THE DATA FILES AND SOFTWARE ARE PROVIDED "AS IS", WITHOUT WARRANTY OF
ANY KIND, EXPRESS OR IMPLIED, INCLUDING BUT NOT LIMITED TO THE
WARRANTIES OF MERCHANTABILITY, FITNESS FOR A PARTICULAR PURPOSE AND
NONINFRINGEMENT OF THIRD PARTY RIGHTS.
IN NO EVENT SHALL THE COPYRIGHT HOLDER OR HOLDERS INCLUDED IN THIS
NOTICE BE LIABLE FOR ANY CLAIM, OR ANY SPECIAL INDIRECT OR CONSEQUENTIAL
DAMAGES, OR ANY DAMAGES WHATSOEVER RESULTING FROM LOSS OF USE,
DATA OR PROFITS, WHETHER IN AN ACTION OF CONTRACT, NEGLIGENCE OR OTHER
TORTIOUS ACTION, ARISING OUT OF OR IN CONNECTION WITH THE USE OR
PERFORMANCE OF THE DATA FILES OR SOFTWARE.

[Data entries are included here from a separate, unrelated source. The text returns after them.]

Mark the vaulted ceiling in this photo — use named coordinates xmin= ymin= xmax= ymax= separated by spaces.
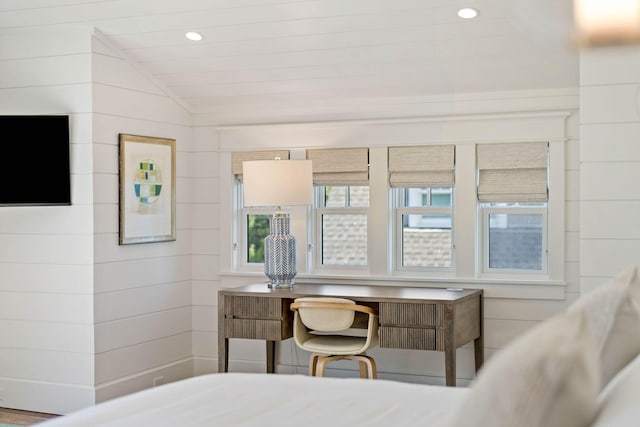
xmin=0 ymin=0 xmax=578 ymax=125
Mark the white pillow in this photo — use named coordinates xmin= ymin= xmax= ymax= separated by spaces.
xmin=591 ymin=353 xmax=640 ymax=427
xmin=450 ymin=309 xmax=601 ymax=427
xmin=567 ymin=265 xmax=640 ymax=386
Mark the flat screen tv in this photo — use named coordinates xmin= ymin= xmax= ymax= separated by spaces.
xmin=0 ymin=115 xmax=71 ymax=206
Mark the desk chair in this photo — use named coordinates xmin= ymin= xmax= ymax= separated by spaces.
xmin=290 ymin=297 xmax=379 ymax=379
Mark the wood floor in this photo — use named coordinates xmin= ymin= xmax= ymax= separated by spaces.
xmin=0 ymin=408 xmax=59 ymax=426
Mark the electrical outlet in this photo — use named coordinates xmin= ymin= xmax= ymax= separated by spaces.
xmin=153 ymin=376 xmax=164 ymax=387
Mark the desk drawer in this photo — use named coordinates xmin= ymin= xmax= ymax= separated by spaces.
xmin=225 ymin=318 xmax=292 ymax=341
xmin=223 ymin=295 xmax=293 ymax=340
xmin=379 ymin=326 xmax=438 ymax=350
xmin=224 ymin=296 xmax=285 ymax=319
xmin=379 ymin=302 xmax=442 ymax=327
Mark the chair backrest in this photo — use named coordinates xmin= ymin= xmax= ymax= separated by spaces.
xmin=293 ymin=297 xmax=357 ymax=331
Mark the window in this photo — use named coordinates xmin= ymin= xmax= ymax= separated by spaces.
xmin=388 ymin=145 xmax=456 ymax=271
xmin=246 ymin=212 xmax=270 ymax=263
xmin=307 ymin=148 xmax=370 ymax=270
xmin=395 ymin=187 xmax=453 ymax=269
xmin=238 ymin=182 xmax=273 ymax=265
xmin=315 ymin=185 xmax=369 ymax=266
xmin=476 ymin=142 xmax=549 ymax=274
xmin=481 ymin=203 xmax=547 ymax=272
xmin=232 ymin=150 xmax=289 ymax=267
xmin=229 ymin=140 xmax=563 ymax=287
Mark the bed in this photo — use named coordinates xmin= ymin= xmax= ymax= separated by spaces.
xmin=37 ymin=266 xmax=640 ymax=427
xmin=36 ymin=373 xmax=466 ymax=427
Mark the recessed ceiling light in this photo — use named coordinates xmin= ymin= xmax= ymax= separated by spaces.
xmin=185 ymin=31 xmax=203 ymax=41
xmin=458 ymin=8 xmax=479 ymax=19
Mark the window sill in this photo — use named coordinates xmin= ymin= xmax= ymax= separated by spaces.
xmin=218 ymin=271 xmax=568 ymax=300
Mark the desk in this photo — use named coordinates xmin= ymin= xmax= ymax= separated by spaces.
xmin=218 ymin=283 xmax=483 ymax=386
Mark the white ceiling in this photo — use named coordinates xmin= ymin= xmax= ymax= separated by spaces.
xmin=0 ymin=0 xmax=578 ymax=125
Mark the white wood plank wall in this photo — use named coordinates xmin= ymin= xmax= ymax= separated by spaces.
xmin=90 ymin=32 xmax=194 ymax=404
xmin=579 ymin=45 xmax=640 ymax=292
xmin=0 ymin=26 xmax=96 ymax=414
xmin=190 ymin=126 xmax=222 ymax=375
xmin=0 ymin=26 xmax=196 ymax=414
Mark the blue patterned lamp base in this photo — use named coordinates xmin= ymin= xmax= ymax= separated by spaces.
xmin=264 ymin=211 xmax=297 ymax=288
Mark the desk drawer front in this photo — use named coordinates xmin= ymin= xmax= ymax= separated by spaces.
xmin=225 ymin=296 xmax=283 ymax=319
xmin=225 ymin=319 xmax=290 ymax=340
xmin=379 ymin=326 xmax=437 ymax=350
xmin=379 ymin=302 xmax=442 ymax=327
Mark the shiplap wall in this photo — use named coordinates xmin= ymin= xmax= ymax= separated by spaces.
xmin=0 ymin=26 xmax=96 ymax=414
xmin=579 ymin=46 xmax=640 ymax=291
xmin=213 ymin=102 xmax=581 ymax=384
xmin=191 ymin=126 xmax=221 ymax=375
xmin=90 ymin=33 xmax=194 ymax=404
xmin=0 ymin=27 xmax=195 ymax=414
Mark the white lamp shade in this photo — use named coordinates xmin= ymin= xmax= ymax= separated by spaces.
xmin=243 ymin=160 xmax=313 ymax=207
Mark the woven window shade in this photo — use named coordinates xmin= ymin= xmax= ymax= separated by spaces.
xmin=232 ymin=150 xmax=290 ymax=181
xmin=388 ymin=145 xmax=455 ymax=188
xmin=306 ymin=147 xmax=369 ymax=186
xmin=477 ymin=142 xmax=548 ymax=203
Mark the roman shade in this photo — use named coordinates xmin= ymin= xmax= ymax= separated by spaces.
xmin=306 ymin=148 xmax=369 ymax=186
xmin=388 ymin=145 xmax=455 ymax=188
xmin=232 ymin=150 xmax=290 ymax=181
xmin=476 ymin=142 xmax=548 ymax=203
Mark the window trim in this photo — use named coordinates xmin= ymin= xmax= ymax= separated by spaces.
xmin=235 ymin=182 xmax=273 ymax=272
xmin=240 ymin=208 xmax=275 ymax=269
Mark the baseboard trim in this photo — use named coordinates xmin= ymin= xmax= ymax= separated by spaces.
xmin=0 ymin=378 xmax=94 ymax=415
xmin=95 ymin=359 xmax=194 ymax=404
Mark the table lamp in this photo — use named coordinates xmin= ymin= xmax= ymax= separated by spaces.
xmin=242 ymin=159 xmax=313 ymax=288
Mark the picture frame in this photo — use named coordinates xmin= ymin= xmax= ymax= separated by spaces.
xmin=119 ymin=134 xmax=176 ymax=245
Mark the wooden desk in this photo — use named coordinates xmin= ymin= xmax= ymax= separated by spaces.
xmin=218 ymin=283 xmax=483 ymax=386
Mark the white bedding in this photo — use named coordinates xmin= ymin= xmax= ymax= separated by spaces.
xmin=38 ymin=373 xmax=468 ymax=427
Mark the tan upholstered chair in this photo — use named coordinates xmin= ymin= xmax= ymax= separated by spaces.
xmin=290 ymin=297 xmax=379 ymax=379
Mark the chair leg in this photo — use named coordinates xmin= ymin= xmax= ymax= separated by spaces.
xmin=315 ymin=356 xmax=329 ymax=377
xmin=309 ymin=354 xmax=320 ymax=376
xmin=316 ymin=355 xmax=348 ymax=377
xmin=366 ymin=356 xmax=377 ymax=379
xmin=348 ymin=355 xmax=377 ymax=379
xmin=359 ymin=360 xmax=368 ymax=378
xmin=314 ymin=354 xmax=377 ymax=379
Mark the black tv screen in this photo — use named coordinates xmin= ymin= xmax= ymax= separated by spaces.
xmin=0 ymin=115 xmax=71 ymax=206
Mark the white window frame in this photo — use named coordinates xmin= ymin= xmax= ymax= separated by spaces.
xmin=479 ymin=204 xmax=548 ymax=277
xmin=312 ymin=185 xmax=369 ymax=272
xmin=235 ymin=182 xmax=273 ymax=272
xmin=392 ymin=187 xmax=455 ymax=273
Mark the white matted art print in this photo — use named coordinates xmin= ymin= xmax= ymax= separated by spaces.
xmin=119 ymin=134 xmax=176 ymax=245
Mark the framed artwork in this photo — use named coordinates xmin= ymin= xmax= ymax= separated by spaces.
xmin=119 ymin=134 xmax=176 ymax=245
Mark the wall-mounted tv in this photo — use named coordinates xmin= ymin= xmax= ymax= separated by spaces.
xmin=0 ymin=115 xmax=71 ymax=206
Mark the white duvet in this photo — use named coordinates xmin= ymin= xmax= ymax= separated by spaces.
xmin=38 ymin=373 xmax=468 ymax=427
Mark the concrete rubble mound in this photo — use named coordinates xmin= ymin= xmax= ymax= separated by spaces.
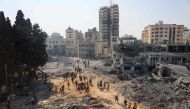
xmin=124 ymin=64 xmax=190 ymax=108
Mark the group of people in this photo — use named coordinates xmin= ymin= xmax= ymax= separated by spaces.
xmin=82 ymin=59 xmax=89 ymax=68
xmin=115 ymin=95 xmax=138 ymax=109
xmin=53 ymin=73 xmax=94 ymax=95
xmin=97 ymin=80 xmax=110 ymax=91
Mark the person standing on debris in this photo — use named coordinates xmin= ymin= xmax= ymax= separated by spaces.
xmin=67 ymin=81 xmax=70 ymax=90
xmin=71 ymin=77 xmax=74 ymax=83
xmin=79 ymin=75 xmax=82 ymax=82
xmin=97 ymin=82 xmax=100 ymax=88
xmin=61 ymin=84 xmax=65 ymax=93
xmin=86 ymin=81 xmax=89 ymax=88
xmin=100 ymin=80 xmax=103 ymax=87
xmin=48 ymin=85 xmax=51 ymax=91
xmin=89 ymin=78 xmax=93 ymax=86
xmin=87 ymin=60 xmax=89 ymax=67
xmin=115 ymin=95 xmax=119 ymax=103
xmin=75 ymin=81 xmax=78 ymax=89
xmin=132 ymin=102 xmax=137 ymax=109
xmin=124 ymin=99 xmax=127 ymax=106
xmin=7 ymin=97 xmax=10 ymax=109
xmin=32 ymin=94 xmax=37 ymax=105
xmin=84 ymin=76 xmax=86 ymax=81
xmin=85 ymin=64 xmax=86 ymax=68
xmin=107 ymin=83 xmax=109 ymax=91
xmin=104 ymin=82 xmax=106 ymax=88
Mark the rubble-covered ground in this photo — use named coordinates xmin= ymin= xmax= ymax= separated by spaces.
xmin=1 ymin=57 xmax=190 ymax=109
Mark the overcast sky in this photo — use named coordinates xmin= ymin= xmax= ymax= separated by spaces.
xmin=0 ymin=0 xmax=190 ymax=38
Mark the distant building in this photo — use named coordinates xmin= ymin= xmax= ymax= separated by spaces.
xmin=46 ymin=32 xmax=65 ymax=56
xmin=65 ymin=27 xmax=83 ymax=57
xmin=142 ymin=21 xmax=188 ymax=45
xmin=85 ymin=27 xmax=99 ymax=41
xmin=79 ymin=38 xmax=95 ymax=58
xmin=79 ymin=28 xmax=103 ymax=58
xmin=120 ymin=35 xmax=137 ymax=44
xmin=183 ymin=30 xmax=190 ymax=45
xmin=95 ymin=32 xmax=104 ymax=57
xmin=99 ymin=4 xmax=119 ymax=56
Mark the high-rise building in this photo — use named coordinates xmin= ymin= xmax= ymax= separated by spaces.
xmin=99 ymin=4 xmax=119 ymax=48
xmin=142 ymin=21 xmax=188 ymax=45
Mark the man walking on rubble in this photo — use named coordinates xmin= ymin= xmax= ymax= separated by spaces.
xmin=107 ymin=83 xmax=110 ymax=91
xmin=132 ymin=102 xmax=137 ymax=109
xmin=124 ymin=99 xmax=127 ymax=107
xmin=7 ymin=97 xmax=10 ymax=109
xmin=79 ymin=75 xmax=82 ymax=82
xmin=115 ymin=95 xmax=119 ymax=103
xmin=61 ymin=84 xmax=65 ymax=94
xmin=67 ymin=81 xmax=70 ymax=90
xmin=89 ymin=78 xmax=93 ymax=86
xmin=75 ymin=81 xmax=78 ymax=89
xmin=100 ymin=80 xmax=103 ymax=87
xmin=71 ymin=77 xmax=74 ymax=83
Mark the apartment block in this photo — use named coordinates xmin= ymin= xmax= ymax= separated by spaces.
xmin=99 ymin=4 xmax=119 ymax=48
xmin=65 ymin=27 xmax=83 ymax=57
xmin=142 ymin=21 xmax=188 ymax=45
xmin=46 ymin=32 xmax=65 ymax=56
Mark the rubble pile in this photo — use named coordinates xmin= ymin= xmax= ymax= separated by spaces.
xmin=103 ymin=60 xmax=113 ymax=66
xmin=124 ymin=64 xmax=190 ymax=108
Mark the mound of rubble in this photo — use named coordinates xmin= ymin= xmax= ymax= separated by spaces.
xmin=124 ymin=64 xmax=190 ymax=108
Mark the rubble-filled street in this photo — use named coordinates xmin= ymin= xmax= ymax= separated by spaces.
xmin=1 ymin=57 xmax=190 ymax=109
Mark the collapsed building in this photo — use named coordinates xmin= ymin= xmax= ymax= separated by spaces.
xmin=112 ymin=43 xmax=190 ymax=73
xmin=112 ymin=43 xmax=148 ymax=73
xmin=142 ymin=44 xmax=190 ymax=65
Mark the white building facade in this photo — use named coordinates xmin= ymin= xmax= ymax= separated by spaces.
xmin=46 ymin=32 xmax=65 ymax=56
xmin=65 ymin=27 xmax=83 ymax=57
xmin=142 ymin=21 xmax=188 ymax=45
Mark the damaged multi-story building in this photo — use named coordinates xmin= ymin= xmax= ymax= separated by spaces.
xmin=112 ymin=42 xmax=190 ymax=73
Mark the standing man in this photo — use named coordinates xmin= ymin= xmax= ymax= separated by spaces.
xmin=67 ymin=82 xmax=70 ymax=90
xmin=107 ymin=83 xmax=110 ymax=91
xmin=7 ymin=97 xmax=10 ymax=109
xmin=115 ymin=95 xmax=119 ymax=103
xmin=124 ymin=99 xmax=127 ymax=106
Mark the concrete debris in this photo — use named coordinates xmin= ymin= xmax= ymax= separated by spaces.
xmin=122 ymin=64 xmax=190 ymax=108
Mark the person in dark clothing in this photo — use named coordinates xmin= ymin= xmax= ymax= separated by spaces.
xmin=48 ymin=85 xmax=51 ymax=91
xmin=100 ymin=80 xmax=103 ymax=87
xmin=71 ymin=77 xmax=74 ymax=83
xmin=115 ymin=95 xmax=119 ymax=103
xmin=97 ymin=82 xmax=100 ymax=88
xmin=84 ymin=76 xmax=86 ymax=81
xmin=124 ymin=99 xmax=127 ymax=106
xmin=89 ymin=78 xmax=93 ymax=86
xmin=67 ymin=82 xmax=70 ymax=90
xmin=7 ymin=100 xmax=10 ymax=109
xmin=79 ymin=75 xmax=82 ymax=82
xmin=32 ymin=95 xmax=37 ymax=105
xmin=104 ymin=83 xmax=106 ymax=88
xmin=61 ymin=85 xmax=65 ymax=93
xmin=132 ymin=102 xmax=137 ymax=109
xmin=107 ymin=83 xmax=110 ymax=91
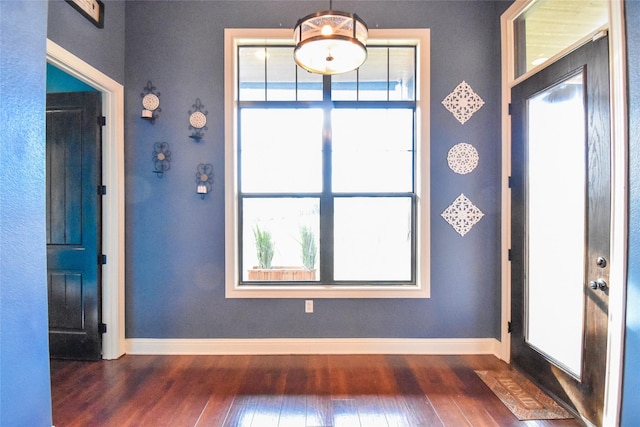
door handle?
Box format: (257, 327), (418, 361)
(589, 279), (608, 291)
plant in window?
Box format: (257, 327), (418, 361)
(253, 224), (274, 269)
(247, 224), (318, 282)
(300, 226), (317, 270)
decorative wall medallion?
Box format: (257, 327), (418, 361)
(188, 98), (208, 141)
(441, 193), (484, 236)
(152, 142), (171, 178)
(189, 111), (207, 129)
(141, 81), (161, 123)
(142, 93), (160, 111)
(447, 142), (479, 174)
(442, 81), (485, 124)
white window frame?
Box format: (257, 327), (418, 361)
(224, 28), (430, 298)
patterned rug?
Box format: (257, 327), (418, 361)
(475, 370), (574, 420)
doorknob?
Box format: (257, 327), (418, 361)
(589, 279), (608, 291)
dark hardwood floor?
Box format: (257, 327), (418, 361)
(50, 354), (584, 427)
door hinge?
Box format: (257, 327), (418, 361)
(507, 176), (513, 188)
(98, 185), (107, 195)
(508, 103), (513, 116)
(508, 321), (513, 333)
(98, 116), (106, 126)
(99, 323), (107, 334)
(508, 249), (512, 261)
(99, 254), (107, 265)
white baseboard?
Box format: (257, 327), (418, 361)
(125, 338), (501, 356)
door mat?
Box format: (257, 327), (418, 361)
(475, 370), (574, 420)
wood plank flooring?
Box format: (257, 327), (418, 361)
(50, 354), (584, 427)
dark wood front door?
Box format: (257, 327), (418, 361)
(46, 92), (103, 360)
(510, 35), (610, 425)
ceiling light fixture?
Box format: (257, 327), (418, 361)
(293, 0), (368, 75)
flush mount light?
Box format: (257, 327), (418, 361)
(293, 1), (368, 75)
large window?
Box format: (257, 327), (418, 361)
(225, 29), (430, 298)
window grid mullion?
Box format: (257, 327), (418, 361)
(320, 74), (334, 282)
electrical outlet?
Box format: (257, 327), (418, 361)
(305, 299), (313, 313)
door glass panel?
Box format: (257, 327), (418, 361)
(514, 0), (608, 77)
(526, 72), (585, 376)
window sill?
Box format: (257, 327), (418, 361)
(225, 282), (430, 299)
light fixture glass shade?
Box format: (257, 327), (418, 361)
(293, 10), (368, 75)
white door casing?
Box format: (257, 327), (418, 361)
(46, 39), (126, 360)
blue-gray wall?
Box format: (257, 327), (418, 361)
(48, 0), (125, 85)
(123, 1), (506, 339)
(621, 1), (640, 425)
(0, 1), (52, 426)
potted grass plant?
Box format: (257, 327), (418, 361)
(253, 224), (274, 269)
(300, 225), (317, 271)
(247, 224), (317, 281)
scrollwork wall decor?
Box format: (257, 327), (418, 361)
(441, 193), (484, 236)
(152, 142), (171, 177)
(442, 81), (484, 124)
(195, 163), (213, 199)
(141, 81), (161, 123)
(447, 142), (479, 174)
(188, 98), (208, 141)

Except as contained in this notice, the name of a copyright holder
shall not be used in advertising or otherwise to promote the sale,
use or other dealings in these Data Files or Software without prior
written authorization of the copyright holder.